— Pour une grande fille de ton âge, gronda la mère…

— Après ?… riposta la fille.

Les deux papas s’étaient assis dans un coin et causaient en fumant ; c’était une ressource ; Marcelin allait les rejoindre entre deux parties ; ou bien il ramassait les pièces et marquait les coups ; cela l’occupait. Il frémit quand il entendit sa cousine inviter ses amis à dîner ; ils acceptèrent de suite ; ils demeuraient à deux pas ; ils prendraient juste le temps d’aller s’habiller pour revenir à sept heures ; et l’on resta au jardin.

Gustave s’était étendu dans un hamac et fumait des cigarettes. A droite, sa sœur s’était assise ; à gauche, Paule ; et toutes deux imploraient des cigarettes qu’on leur accordait sous des conditions bizarres ; elles fumaient. De temps en temps, Gustave donnait un mouvement au hamac et venait heurter les deux jeunes filles qui s’esclaffaient.

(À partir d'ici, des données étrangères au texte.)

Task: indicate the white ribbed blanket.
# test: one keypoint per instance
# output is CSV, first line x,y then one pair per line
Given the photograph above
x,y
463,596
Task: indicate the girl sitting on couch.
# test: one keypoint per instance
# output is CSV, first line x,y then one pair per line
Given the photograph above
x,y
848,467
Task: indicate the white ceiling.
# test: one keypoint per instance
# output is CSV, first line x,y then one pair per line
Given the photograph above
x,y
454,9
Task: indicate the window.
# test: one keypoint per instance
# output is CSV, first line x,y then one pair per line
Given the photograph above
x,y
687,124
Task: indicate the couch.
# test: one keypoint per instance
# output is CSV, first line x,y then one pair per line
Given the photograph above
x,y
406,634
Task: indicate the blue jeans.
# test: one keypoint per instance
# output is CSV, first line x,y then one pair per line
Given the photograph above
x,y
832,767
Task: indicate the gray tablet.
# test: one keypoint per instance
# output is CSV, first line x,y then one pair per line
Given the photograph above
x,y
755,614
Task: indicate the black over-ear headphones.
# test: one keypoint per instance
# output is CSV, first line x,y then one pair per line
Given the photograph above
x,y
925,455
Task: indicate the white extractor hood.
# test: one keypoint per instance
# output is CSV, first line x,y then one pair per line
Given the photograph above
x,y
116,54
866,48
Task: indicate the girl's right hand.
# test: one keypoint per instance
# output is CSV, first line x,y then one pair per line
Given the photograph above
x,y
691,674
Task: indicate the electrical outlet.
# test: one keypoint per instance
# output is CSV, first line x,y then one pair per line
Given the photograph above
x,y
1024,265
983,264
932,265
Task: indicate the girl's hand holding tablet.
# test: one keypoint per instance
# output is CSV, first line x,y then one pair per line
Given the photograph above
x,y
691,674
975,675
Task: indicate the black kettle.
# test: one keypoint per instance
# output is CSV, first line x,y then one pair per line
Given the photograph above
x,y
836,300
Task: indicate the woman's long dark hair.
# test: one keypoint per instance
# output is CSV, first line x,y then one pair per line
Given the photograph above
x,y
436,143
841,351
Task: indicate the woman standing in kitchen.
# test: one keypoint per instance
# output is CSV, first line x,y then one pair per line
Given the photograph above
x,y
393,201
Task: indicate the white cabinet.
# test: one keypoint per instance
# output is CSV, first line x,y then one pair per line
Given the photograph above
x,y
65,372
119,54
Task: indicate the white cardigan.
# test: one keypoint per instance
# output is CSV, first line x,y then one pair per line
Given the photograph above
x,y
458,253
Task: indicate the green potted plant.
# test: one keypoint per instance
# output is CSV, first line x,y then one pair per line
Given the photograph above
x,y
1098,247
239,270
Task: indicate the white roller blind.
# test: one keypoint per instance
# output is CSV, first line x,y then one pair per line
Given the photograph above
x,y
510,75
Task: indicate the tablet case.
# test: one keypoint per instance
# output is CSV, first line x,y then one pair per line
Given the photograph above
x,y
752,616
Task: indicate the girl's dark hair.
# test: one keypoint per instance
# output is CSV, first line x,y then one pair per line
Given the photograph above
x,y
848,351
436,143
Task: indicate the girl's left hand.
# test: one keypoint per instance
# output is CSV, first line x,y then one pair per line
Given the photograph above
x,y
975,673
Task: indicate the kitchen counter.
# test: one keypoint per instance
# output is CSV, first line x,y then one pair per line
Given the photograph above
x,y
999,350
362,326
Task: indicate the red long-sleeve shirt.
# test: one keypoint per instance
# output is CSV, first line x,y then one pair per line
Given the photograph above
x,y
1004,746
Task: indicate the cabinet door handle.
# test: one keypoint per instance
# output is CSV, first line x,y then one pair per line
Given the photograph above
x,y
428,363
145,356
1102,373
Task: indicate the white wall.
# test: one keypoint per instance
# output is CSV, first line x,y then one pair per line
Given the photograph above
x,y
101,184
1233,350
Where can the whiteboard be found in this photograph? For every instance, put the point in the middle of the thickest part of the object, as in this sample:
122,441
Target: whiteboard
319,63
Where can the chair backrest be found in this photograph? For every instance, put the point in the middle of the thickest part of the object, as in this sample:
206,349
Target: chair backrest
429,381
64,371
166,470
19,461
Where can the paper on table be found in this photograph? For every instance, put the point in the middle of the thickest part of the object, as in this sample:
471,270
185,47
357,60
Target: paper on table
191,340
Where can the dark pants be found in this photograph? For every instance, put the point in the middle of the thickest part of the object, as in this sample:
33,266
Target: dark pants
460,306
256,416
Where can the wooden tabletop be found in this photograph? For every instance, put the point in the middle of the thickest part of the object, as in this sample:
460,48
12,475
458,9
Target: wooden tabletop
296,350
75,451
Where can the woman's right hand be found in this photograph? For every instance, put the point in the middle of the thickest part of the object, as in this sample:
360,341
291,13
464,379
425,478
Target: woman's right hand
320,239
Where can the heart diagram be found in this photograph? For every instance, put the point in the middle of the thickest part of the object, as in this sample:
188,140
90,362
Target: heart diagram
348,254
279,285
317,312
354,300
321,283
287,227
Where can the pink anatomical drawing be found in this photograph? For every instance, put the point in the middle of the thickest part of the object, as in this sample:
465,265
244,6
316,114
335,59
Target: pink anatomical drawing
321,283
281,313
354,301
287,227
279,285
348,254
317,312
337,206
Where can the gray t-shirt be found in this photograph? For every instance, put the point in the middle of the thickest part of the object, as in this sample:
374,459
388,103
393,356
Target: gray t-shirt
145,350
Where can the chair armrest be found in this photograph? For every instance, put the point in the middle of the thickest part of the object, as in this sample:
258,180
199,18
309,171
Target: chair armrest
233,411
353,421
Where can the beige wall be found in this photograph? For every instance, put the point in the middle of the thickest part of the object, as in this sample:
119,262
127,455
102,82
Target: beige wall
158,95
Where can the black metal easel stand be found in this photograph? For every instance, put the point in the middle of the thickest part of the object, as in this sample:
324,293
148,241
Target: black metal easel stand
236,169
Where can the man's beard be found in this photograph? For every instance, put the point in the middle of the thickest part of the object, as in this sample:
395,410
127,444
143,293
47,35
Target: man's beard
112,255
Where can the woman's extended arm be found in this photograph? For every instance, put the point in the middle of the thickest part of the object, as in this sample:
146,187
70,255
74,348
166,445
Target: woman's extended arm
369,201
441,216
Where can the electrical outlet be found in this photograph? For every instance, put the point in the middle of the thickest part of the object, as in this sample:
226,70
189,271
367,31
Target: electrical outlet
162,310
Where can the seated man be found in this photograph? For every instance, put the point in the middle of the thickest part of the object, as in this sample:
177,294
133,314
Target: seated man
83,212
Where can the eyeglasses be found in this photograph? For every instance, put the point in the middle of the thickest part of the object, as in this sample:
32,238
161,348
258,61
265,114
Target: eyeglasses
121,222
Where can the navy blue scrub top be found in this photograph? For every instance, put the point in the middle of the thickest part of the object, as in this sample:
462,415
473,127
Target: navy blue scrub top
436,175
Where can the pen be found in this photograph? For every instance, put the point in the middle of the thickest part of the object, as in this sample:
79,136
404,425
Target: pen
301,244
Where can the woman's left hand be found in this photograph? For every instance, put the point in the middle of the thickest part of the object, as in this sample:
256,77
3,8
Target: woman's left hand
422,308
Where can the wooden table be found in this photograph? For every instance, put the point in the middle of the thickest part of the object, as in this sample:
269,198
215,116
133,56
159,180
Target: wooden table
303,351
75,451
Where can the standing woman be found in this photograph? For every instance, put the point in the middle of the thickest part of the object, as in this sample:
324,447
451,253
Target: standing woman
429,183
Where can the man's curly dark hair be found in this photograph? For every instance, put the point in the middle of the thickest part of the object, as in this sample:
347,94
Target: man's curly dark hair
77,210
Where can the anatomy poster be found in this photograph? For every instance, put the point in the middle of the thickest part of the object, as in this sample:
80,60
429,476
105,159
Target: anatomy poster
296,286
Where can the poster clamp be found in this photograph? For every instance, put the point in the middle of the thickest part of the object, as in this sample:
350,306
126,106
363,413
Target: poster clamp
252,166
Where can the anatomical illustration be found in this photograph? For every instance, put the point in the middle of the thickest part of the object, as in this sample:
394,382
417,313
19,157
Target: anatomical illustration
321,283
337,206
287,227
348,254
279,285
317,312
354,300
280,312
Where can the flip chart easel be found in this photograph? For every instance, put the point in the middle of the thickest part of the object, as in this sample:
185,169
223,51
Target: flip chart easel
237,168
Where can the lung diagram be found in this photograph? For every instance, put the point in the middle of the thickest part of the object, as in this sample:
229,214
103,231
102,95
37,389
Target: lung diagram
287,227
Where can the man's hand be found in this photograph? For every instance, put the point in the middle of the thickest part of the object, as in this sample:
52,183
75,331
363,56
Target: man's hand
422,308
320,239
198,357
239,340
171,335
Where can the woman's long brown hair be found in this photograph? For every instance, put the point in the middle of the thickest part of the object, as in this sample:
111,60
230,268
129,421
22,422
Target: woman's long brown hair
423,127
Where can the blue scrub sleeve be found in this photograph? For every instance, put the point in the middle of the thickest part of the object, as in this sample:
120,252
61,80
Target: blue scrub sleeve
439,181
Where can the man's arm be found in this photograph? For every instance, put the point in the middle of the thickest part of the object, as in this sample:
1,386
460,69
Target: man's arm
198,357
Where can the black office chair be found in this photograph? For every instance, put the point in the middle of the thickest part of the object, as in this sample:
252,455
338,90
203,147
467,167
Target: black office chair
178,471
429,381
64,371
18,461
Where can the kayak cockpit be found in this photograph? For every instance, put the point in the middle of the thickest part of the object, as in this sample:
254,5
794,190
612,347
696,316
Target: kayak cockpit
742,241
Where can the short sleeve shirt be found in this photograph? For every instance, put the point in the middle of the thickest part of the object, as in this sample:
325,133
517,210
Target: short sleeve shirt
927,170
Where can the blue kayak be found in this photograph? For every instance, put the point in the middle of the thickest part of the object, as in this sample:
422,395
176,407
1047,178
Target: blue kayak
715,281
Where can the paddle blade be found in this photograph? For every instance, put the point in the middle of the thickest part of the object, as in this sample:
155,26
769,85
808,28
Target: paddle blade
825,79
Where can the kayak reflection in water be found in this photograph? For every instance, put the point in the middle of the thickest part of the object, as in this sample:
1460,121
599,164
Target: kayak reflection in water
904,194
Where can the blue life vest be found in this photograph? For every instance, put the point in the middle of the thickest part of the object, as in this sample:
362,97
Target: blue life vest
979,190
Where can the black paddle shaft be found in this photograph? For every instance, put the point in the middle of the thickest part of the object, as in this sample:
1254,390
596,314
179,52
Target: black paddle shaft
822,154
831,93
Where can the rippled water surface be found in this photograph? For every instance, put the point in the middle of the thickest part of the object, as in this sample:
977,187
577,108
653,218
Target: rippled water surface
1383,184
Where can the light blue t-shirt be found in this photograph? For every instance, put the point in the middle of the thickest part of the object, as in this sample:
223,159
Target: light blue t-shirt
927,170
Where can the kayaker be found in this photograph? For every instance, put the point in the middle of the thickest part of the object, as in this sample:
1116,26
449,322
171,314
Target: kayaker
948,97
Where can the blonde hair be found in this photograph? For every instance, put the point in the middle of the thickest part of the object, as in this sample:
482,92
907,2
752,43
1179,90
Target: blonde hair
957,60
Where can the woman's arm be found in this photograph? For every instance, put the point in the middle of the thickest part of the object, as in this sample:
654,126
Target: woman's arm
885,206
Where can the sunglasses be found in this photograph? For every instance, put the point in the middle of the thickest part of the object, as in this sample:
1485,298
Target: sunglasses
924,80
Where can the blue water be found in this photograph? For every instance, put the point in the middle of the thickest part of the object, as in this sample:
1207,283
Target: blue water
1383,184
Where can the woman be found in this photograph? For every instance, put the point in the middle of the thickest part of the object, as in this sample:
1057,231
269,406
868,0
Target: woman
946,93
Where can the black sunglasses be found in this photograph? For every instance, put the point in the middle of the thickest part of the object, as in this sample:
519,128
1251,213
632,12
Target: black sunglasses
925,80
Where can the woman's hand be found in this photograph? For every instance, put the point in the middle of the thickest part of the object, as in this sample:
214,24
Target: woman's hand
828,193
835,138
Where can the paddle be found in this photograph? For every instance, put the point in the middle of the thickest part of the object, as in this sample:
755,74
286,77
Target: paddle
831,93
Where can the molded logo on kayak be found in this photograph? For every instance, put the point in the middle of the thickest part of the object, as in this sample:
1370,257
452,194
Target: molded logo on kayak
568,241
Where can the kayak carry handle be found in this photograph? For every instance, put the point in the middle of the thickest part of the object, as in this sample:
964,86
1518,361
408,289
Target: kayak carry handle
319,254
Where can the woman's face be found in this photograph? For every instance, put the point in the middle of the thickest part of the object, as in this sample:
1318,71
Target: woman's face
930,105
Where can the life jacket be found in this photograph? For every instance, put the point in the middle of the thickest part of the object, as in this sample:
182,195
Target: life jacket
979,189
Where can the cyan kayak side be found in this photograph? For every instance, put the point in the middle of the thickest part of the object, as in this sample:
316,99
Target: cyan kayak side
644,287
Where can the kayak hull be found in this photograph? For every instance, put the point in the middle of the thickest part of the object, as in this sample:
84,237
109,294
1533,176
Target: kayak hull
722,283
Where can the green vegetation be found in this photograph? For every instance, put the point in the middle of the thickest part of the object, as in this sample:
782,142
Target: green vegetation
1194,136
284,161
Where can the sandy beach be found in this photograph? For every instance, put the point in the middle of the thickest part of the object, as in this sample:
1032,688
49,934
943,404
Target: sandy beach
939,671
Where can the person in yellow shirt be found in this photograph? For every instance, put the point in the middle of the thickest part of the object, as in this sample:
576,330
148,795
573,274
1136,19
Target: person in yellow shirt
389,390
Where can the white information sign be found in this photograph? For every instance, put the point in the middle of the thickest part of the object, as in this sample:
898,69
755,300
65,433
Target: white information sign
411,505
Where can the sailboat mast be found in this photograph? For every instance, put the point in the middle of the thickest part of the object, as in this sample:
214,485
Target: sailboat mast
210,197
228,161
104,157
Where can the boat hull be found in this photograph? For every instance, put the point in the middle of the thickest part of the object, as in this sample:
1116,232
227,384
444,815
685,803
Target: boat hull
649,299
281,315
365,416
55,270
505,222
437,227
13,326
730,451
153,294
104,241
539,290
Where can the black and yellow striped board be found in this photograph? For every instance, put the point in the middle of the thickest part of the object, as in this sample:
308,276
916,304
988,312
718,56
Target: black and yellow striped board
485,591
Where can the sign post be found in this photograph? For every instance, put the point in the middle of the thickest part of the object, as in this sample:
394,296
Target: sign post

Quand ils furent partis s’habiller, Marcelin resta seul avec sa cousine Paule. Elle portait allègrement ses vingt-six ans ; seule avec lui, elle était volontiers cordiale et camarade ; quand les Rigout étaient là, elle ne connaissait plus personne. Elle lui demanda son avis sur eux ; il dut professer une énorme sympathie.

— N’est-ce pas ? faisait-elle.

Une demi-heure après, ils étaient de retour. Les deux dames Rigout avaient de petits costumes de casino, le même toutes deux, crème, en cachemire, à petits plis, avec un ruban de ceinture, toutes deux des fleurs dans les cheveux. Le dîner commença convenablement ; il finit dans la démence ; les jeunes filles imitaient des cris d’animaux ; Gustave disait qu’il voulait griser madame Delannoy qui pleurait de rire.

— Eh bien, Marcelin, tu n’es pas gai, tu n’as pas d’entrain, disait la bonne dame.

Il n’était pas gai et n’avait aucun entrain. Maintenant, il était en dehors de la société. Par moments, il enviait la folie des autres, leur aisance, leur confiance en eux, leur sans-gêne parfait, et il souhaitait de les imiter, qu’ils l’y aidassent, qu’il se sentît encouragé, entraîné…

La jeune cousine l’avait abandonné, et les trois jeunes gens, sentant qu’il n’était pas de leurs façons, avaient cessé de lui adresser la parole. Son embarras augmentait sans cesse ; il était assis entre sa vieille cousine et mademoiselle Rigout ; la vieille cousine s’occupait de son service, de ses invités, de lui un peu ; mademoiselle Julie avait oublié son existence. Ses plaisanteries, celles de Paule, les farces de chacun passaient à présent au-dessus de sa tête ; il n’avait plus même besoin de se forcer à sourire.